O que é e o que não é seu para decidir
A gravidez está no corpo dela. As decisões médicas sobre como continuar são dela. Essa é a realidade legal e é a realidade humana. Você pode fazer parte da conversa. Você deveria fazer parte da conversa. Você não toma a decisão.
O que é seu para decidir:
- Como você se faz presente durante a gravidez. Se você está nas consultas, se está emocionalmente disponível, se faz parte do planejamento. Essas são escolhas que você faz.
- Que tipo de pai você pretende ser se a gravidez continuar. Prática, emocional, financeira. Essa é uma decisão de longo prazo que começa agora.
- Como você lida com sua própria resposta emocional. O luto, o medo, a empolgação, o arrependimento, o que aparecer. Isso é seu para processar, com ajuda se você precisar.
Você provavelmente tem seus próprios sentimentos sobre isso
Homens nessa situação frequentemente descrevem uma mistura estranha: alívio e medo e empolgação e vergonha, às vezes na mesma hora. Parte disso é sobre a situação. Parte é sobre sua própria história com seu pai, seus relacionamentos, sua noção do tipo de vida que você queria.

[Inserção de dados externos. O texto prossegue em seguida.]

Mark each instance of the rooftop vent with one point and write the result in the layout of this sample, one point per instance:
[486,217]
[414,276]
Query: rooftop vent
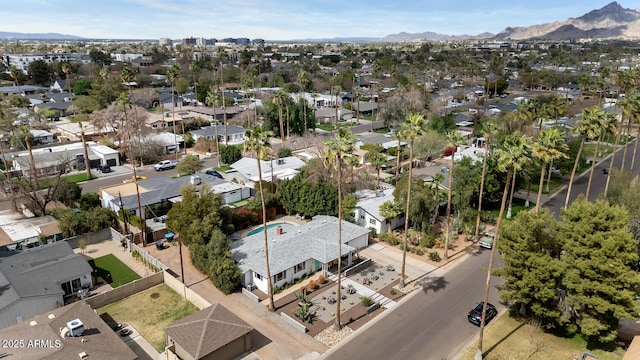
[76,327]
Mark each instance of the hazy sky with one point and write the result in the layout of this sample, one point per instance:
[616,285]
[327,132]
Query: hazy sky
[282,19]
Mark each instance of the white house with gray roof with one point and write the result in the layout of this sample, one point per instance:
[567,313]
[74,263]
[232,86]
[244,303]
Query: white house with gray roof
[296,251]
[36,280]
[367,212]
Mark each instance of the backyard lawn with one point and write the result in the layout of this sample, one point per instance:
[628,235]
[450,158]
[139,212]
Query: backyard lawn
[508,338]
[113,271]
[149,311]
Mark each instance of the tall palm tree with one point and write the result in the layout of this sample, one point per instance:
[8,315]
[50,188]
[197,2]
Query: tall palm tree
[339,147]
[628,104]
[389,210]
[453,140]
[437,180]
[303,82]
[606,126]
[257,142]
[587,126]
[281,98]
[509,154]
[413,127]
[172,74]
[211,100]
[377,160]
[549,146]
[128,76]
[489,128]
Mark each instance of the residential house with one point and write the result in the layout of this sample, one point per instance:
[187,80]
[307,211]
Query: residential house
[47,336]
[296,251]
[18,233]
[235,134]
[37,280]
[211,333]
[41,136]
[245,170]
[367,212]
[63,157]
[166,189]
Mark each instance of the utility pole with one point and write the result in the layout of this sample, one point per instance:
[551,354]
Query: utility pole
[142,233]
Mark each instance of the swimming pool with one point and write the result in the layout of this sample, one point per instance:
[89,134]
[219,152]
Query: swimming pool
[284,226]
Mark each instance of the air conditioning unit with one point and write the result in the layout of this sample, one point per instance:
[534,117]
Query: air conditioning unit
[76,327]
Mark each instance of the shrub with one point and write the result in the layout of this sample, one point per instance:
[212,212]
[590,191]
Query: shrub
[428,240]
[434,256]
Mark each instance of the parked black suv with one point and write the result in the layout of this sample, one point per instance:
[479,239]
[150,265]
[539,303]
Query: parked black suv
[475,315]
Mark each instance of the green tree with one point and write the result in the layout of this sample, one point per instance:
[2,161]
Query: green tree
[549,147]
[588,126]
[196,216]
[190,164]
[513,148]
[601,254]
[223,271]
[257,142]
[67,192]
[412,128]
[89,201]
[339,147]
[377,160]
[40,72]
[531,242]
[453,140]
[229,154]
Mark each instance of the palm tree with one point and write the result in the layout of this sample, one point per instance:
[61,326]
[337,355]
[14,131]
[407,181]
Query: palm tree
[389,210]
[211,100]
[338,148]
[280,100]
[606,126]
[128,76]
[303,82]
[549,146]
[629,104]
[257,142]
[588,127]
[453,139]
[489,128]
[377,160]
[172,74]
[514,147]
[16,74]
[437,180]
[412,128]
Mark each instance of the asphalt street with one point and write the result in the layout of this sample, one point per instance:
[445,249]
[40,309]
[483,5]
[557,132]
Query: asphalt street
[432,323]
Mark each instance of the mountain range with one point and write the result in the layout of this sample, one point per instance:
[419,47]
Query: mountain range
[611,21]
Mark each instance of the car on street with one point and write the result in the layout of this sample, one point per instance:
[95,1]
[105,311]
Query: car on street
[475,315]
[486,241]
[213,173]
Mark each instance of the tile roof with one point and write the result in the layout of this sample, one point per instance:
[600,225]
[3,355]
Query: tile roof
[208,330]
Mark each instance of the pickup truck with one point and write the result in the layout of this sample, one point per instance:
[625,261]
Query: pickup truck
[165,165]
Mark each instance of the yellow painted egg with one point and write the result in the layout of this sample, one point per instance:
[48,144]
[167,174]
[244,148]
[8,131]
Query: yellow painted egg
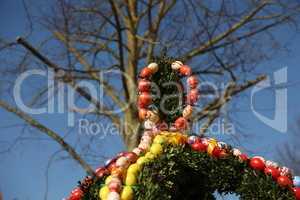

Nada disso desqualifica você de estar presente. Nada disso faz de você um mau parceiro. Significa que processar o que você está sentindo é parte do trabalho, não uma distração dele. Muitos homens tentam isolar a própria resposta para serem “fortes” por ela. Isso geralmente não funciona por muito tempo.

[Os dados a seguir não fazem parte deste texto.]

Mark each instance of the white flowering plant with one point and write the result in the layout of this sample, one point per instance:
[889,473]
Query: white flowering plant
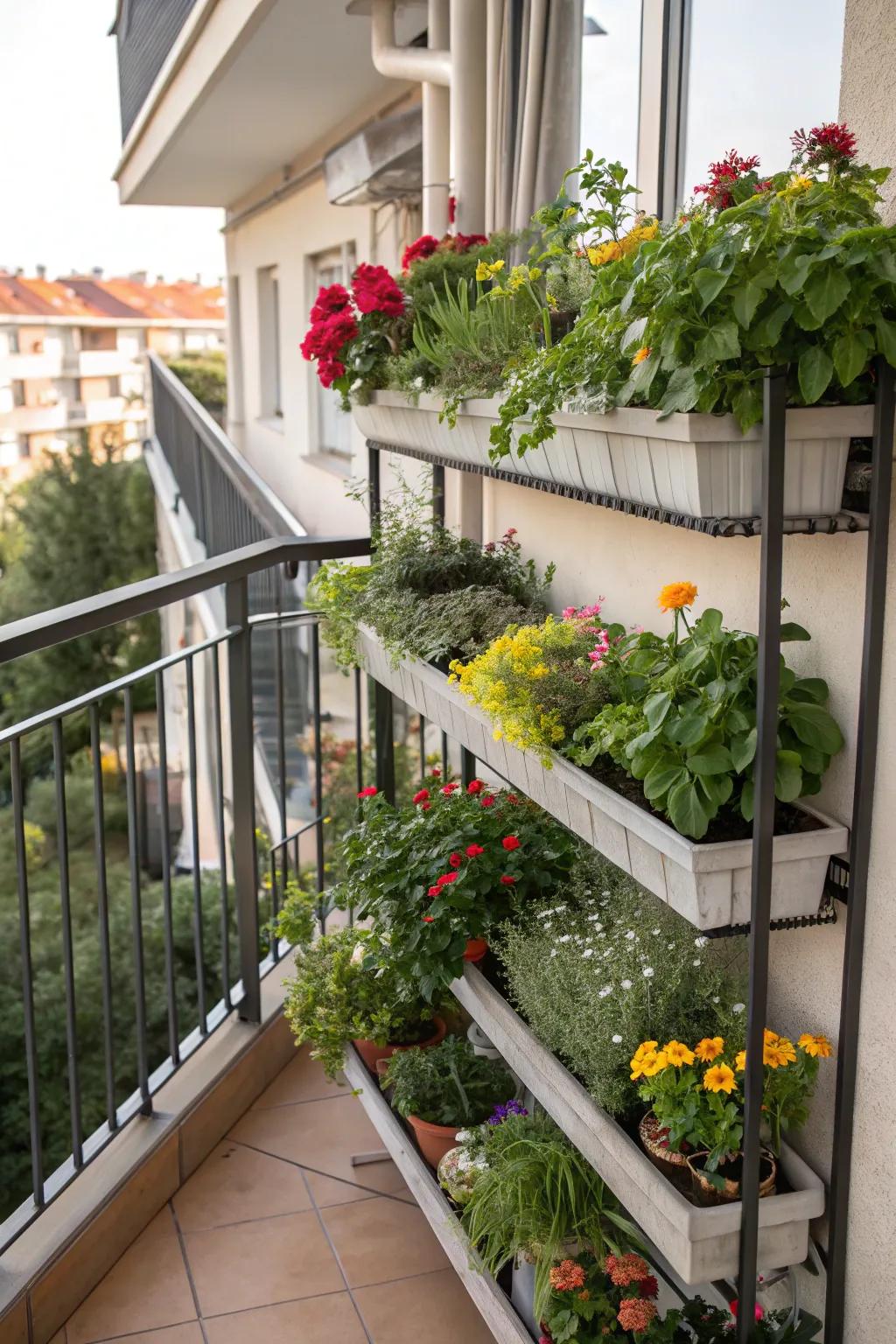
[604,965]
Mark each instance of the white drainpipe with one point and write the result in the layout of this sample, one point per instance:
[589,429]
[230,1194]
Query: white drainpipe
[461,70]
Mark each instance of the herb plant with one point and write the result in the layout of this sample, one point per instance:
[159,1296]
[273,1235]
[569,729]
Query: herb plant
[605,965]
[346,990]
[536,1195]
[448,1083]
[446,869]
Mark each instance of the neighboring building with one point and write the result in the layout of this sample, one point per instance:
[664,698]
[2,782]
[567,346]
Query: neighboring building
[72,356]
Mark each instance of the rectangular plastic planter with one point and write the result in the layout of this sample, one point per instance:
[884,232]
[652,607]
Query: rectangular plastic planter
[707,883]
[700,466]
[699,1243]
[494,1306]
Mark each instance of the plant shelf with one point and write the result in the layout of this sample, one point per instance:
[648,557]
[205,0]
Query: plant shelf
[699,1243]
[707,883]
[492,1303]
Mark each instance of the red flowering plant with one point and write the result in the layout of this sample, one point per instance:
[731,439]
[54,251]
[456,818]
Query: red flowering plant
[448,869]
[352,335]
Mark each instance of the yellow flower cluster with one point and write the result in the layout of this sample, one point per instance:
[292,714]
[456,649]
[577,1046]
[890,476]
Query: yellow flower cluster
[614,250]
[506,682]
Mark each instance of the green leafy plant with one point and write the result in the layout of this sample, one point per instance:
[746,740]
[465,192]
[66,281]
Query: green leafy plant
[535,1196]
[605,965]
[344,988]
[687,722]
[794,270]
[446,869]
[448,1083]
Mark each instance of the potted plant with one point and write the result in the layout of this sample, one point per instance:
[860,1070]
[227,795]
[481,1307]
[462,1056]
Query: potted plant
[438,874]
[442,1090]
[697,1100]
[344,990]
[536,1200]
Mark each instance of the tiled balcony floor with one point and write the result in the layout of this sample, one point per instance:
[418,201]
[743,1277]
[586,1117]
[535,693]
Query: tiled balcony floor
[278,1238]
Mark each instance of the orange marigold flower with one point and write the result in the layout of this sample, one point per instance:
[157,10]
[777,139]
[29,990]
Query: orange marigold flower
[567,1276]
[635,1314]
[675,596]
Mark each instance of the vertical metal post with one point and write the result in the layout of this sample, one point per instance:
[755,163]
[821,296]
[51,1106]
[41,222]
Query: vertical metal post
[240,675]
[136,906]
[763,830]
[860,851]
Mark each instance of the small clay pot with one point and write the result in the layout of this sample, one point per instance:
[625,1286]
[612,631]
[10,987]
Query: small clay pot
[710,1194]
[653,1138]
[434,1141]
[371,1053]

O que funciona: conversar com alguém que não é ela sobre o que está acontecendo dentro de você. Um amigo de confiança. Um membro da família. Ou um dos nossos mentores entre pares masculinos.
O que nossa equipe faz pelos homens
Conduzimos um programa de mentoria entre pares para homens em nossos três centros. Os mentores são homens que passaram por isso, que foram treinados para escutar e cujo trabalho não é dizer a você o que fazer. As conversas são gratuitas, confidenciais e no seu tempo. A maioria das primeiras reuniões dura cerca de 45 minutos.
Para o que somos úteis:
- Organizar o que você realmente pensa antes de conversar com ela sobre isso.

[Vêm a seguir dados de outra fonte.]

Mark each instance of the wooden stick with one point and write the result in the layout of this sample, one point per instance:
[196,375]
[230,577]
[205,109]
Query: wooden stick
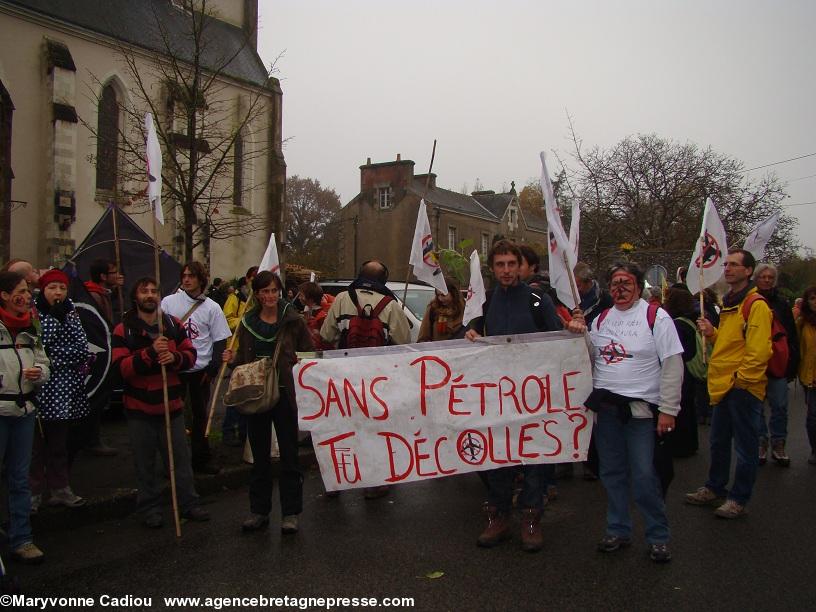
[170,458]
[424,193]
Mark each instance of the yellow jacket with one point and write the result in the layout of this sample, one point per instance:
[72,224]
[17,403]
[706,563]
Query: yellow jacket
[807,352]
[741,352]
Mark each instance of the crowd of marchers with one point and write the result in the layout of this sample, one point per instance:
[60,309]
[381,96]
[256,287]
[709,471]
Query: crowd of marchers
[664,361]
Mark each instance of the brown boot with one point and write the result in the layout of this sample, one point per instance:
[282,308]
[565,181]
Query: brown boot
[531,538]
[497,530]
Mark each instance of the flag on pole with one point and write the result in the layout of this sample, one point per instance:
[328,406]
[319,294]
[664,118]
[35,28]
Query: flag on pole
[270,259]
[153,168]
[707,260]
[561,254]
[476,294]
[423,258]
[758,239]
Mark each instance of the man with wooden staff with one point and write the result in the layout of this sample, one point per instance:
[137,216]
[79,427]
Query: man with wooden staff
[139,352]
[206,326]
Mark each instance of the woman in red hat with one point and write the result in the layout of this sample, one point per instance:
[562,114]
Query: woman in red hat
[63,398]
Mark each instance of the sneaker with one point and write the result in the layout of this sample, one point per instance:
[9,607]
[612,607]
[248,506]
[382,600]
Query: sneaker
[731,509]
[65,497]
[289,523]
[28,553]
[659,553]
[703,497]
[778,453]
[611,543]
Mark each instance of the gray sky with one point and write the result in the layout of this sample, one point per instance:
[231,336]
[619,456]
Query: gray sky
[493,80]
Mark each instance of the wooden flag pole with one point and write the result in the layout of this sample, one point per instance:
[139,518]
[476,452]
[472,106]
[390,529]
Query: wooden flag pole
[424,193]
[170,458]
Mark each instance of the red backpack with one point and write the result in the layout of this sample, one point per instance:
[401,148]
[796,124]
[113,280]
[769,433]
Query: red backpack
[778,363]
[365,329]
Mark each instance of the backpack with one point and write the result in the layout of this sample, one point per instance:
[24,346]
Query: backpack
[778,363]
[365,329]
[697,366]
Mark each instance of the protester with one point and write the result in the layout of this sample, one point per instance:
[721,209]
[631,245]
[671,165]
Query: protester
[23,367]
[207,328]
[139,351]
[62,399]
[443,315]
[637,374]
[777,390]
[736,384]
[806,329]
[271,321]
[513,308]
[316,305]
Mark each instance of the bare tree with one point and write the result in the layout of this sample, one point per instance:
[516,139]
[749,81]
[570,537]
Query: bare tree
[212,127]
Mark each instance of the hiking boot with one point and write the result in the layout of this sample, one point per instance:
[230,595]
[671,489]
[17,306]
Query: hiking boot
[289,524]
[497,530]
[703,497]
[65,497]
[778,453]
[659,553]
[731,509]
[532,540]
[28,553]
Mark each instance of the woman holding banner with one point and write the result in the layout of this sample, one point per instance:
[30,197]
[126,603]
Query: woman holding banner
[271,322]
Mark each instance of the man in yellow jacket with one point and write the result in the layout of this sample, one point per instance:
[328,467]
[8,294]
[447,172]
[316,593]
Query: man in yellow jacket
[736,384]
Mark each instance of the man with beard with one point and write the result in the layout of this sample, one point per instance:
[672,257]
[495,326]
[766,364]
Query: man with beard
[206,326]
[139,351]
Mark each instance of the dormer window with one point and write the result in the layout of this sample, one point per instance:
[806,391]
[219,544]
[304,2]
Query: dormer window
[384,196]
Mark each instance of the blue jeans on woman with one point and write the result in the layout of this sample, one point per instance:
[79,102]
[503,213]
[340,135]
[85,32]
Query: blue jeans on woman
[626,452]
[16,439]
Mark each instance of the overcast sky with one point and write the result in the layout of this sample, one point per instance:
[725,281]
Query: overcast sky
[493,81]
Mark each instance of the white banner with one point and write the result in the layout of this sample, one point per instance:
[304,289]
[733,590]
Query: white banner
[435,409]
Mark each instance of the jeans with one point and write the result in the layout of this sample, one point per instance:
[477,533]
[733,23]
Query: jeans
[148,435]
[16,437]
[777,395]
[737,416]
[259,431]
[626,453]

- Praticar a conversa que você está temendo.
- Trabalhar seu próprio luto ou arrependimento de uma gravidez ou aborto passados.
- Construir um plano para a paternidade se a gravidez continuar, incluindo as partes práticas que ninguém te contou (as primeiras semanas em casa, comunicação com sua parceira, logística financeira).
- Apenas ter um lugar para pensar em voz alta onde ninguém vai te julgar.
Nos encontramos pessoalmente em nossos escritórios em Haverhill, Lawrence ou Lowell, ou por telefone se for mais fácil. Não há taxa. Não há plano de saúde. Não há papelada além de uma admissão básica.
Um pensamento final
Os homens que encontramos que se saem melhor nesses momentos não são os que têm tudo resolvido. São os que estão dispostos a admitir que não têm e pedir ajuda a alguém para pensar a respeito. Pedir não é fraqueza. É a primeira jogada que realmente move alguma coisa.